Monday on CNN’s “Anderson Cooper 360,” actor and civil rights activist Samuel Jackson called the nationwide Black Lives Matter protests the “labor pains” of systemic change.
Jackson said, “I’m energized watching them do it. I wish I wasn’t in this high-risk area of COVID, or I would be out there with them joining in if I had the energy to be out there. But I love the way it looks. It is a very different view from the one I had in the ’60s and ’70s. The faces are all ethnicities. The youth and energy feels the same. And in my mind, it feels like change is about to happen. It is one of those kinds of things where the birth of change or birth has labor. Now we’re starting the labor pains of this change that’s about to happen. It is almost like the murders that took place, that got all of these young people in the streets, was the water breaking on ‘OK, that’s enough.’ The pressure, the water broke, and now we’re in labor, and let’s see what the result of this labor will be.”
Cooper asked, “I’m just wondering generationally, how you saw things then and how you see things now? You believe change can happen?”

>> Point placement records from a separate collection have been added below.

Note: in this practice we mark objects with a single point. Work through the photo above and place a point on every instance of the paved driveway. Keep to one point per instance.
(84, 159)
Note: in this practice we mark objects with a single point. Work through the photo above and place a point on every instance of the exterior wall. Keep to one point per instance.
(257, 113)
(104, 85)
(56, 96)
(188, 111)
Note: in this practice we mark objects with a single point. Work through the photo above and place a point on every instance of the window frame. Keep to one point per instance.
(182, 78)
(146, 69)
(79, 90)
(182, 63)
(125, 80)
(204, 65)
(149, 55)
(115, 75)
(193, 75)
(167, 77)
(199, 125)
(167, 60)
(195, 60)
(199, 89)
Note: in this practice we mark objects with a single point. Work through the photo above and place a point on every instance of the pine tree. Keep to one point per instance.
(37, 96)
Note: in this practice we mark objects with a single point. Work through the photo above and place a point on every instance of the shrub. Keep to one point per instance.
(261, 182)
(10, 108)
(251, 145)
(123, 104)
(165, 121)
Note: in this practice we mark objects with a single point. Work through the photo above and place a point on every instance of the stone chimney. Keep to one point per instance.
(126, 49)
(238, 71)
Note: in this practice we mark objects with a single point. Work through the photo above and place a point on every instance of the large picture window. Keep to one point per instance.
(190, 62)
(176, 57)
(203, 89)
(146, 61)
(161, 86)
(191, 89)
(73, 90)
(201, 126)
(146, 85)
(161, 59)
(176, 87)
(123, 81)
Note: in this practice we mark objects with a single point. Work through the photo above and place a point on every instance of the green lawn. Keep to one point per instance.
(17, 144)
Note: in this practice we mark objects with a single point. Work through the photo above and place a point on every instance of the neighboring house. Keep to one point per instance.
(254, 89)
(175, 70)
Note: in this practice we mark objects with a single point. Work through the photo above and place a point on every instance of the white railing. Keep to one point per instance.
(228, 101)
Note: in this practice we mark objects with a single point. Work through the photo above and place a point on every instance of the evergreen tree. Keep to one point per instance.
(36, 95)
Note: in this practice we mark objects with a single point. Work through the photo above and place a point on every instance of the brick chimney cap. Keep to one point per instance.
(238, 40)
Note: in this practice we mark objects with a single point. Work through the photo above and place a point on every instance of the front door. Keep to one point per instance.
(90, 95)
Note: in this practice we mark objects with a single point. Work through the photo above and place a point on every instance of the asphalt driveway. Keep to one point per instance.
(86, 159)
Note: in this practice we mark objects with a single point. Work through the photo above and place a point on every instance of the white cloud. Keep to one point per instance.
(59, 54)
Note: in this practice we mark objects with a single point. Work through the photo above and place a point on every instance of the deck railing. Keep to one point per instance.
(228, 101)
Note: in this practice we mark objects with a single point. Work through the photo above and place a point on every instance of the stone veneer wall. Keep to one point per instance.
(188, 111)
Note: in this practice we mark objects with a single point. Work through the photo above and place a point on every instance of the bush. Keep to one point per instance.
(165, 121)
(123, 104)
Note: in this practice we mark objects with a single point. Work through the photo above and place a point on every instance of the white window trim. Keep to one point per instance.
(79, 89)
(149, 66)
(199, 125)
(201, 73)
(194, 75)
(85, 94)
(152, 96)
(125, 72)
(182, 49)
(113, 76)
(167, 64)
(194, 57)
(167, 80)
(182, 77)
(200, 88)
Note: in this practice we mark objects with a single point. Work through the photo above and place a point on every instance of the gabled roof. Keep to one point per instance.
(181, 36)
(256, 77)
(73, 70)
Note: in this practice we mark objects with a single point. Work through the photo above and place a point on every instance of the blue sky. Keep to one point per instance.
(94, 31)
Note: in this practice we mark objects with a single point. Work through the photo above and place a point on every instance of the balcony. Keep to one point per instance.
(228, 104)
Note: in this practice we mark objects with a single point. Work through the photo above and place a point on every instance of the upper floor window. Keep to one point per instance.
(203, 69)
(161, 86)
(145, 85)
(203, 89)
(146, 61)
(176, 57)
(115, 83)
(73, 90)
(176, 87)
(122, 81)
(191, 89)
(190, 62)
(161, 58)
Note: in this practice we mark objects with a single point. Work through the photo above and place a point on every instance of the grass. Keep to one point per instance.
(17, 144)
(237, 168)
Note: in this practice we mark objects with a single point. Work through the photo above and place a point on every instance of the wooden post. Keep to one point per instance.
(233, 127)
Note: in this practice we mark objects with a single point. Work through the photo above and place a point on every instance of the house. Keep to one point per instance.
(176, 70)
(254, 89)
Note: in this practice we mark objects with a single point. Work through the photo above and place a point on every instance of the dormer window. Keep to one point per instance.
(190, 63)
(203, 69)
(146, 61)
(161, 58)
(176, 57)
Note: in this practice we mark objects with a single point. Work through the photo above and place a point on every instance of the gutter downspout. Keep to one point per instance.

Jackson said, “Yes, I do. I know it’s not going to be immediate. And that is one of the things that the young people who are out there will have to understand. The level of patience that is going to take and that it will be a few years.”

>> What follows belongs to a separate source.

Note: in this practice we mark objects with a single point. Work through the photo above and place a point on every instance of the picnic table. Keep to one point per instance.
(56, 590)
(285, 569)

He continued, “Now it seems like an old fogey notion or they feel that we keep talking about voting and what that all means, but it takes a minute to understand what a revolutionary idea of voting is and what it means. And how you get the right people in there to express what you want. So that you could get the right mayor, who hires the right D.A., who hires the right chief of police, who adheres to all of the things that the people want. That is the difficulty of explaining patience to young people.”

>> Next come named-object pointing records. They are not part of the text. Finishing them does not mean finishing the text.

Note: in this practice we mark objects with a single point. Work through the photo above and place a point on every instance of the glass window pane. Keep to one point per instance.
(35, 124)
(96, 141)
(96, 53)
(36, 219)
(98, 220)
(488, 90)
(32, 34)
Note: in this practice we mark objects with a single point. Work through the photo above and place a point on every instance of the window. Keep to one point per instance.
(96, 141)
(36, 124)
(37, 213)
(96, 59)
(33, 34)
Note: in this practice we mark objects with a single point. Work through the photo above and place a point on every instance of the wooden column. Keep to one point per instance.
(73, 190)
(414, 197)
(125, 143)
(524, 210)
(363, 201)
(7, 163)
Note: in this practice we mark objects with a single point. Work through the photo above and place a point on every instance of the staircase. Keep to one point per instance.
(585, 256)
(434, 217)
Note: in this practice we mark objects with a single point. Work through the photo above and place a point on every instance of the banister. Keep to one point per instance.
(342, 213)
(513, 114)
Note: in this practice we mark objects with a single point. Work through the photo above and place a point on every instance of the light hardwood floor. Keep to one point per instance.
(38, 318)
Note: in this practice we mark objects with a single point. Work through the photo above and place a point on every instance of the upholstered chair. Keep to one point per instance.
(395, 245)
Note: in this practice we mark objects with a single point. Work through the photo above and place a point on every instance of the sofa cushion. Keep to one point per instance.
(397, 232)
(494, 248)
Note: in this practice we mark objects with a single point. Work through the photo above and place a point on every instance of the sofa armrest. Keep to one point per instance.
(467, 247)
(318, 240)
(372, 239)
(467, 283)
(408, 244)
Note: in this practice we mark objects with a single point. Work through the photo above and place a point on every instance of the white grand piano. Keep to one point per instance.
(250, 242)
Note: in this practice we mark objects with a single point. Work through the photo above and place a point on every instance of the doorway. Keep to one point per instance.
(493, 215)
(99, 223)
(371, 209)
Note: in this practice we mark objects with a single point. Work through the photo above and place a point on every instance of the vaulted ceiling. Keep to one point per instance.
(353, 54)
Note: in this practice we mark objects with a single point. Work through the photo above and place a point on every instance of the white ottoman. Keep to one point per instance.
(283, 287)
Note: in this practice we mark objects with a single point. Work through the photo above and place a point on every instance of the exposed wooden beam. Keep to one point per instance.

Discussing his activism during his youth, Jackson said, “I had the same ‘Burn it down right now. Let’s blow the whole thing up and start over again’ idea that they have,” the characteristically blunt Jackson acknowledged, before speaking of metaphorically “blowing up” systemically prejudicial systems. “You know, there is a level of blowing up that needs to happen. Always. So that’s not an unreasonable thing to ask for in a specific revolutionary way, because that’s how things work. There are institutions that need to be blown up that have not been blown up since the inception of captured people coming to this country. Here I am almost 72 years old, and I hear the same things or look at the things that go on around me and say, ‘Well, that hasn’t changed.’ The big change now is technology, the internet and all those other things. People have been mistreated by the law enforcement establishment of this country since they brought us here, and even more so when we were freed, and they unleashed the pattyrollers or people to keep black people in line in a specific sort of way, and those — the use of that power has been exercised against us more than it has the dominant culture of this country. And that’s not an exaggeration or an untruth. It’s just what has happened. And we witnessed it, we’ve been warned against it.”
He added, “I’m not talking about planting the bomb somewhere and blowing up an institution. I’m talking about the rhetoric around a specific institution, changing how everything is applied to everyone across the board.”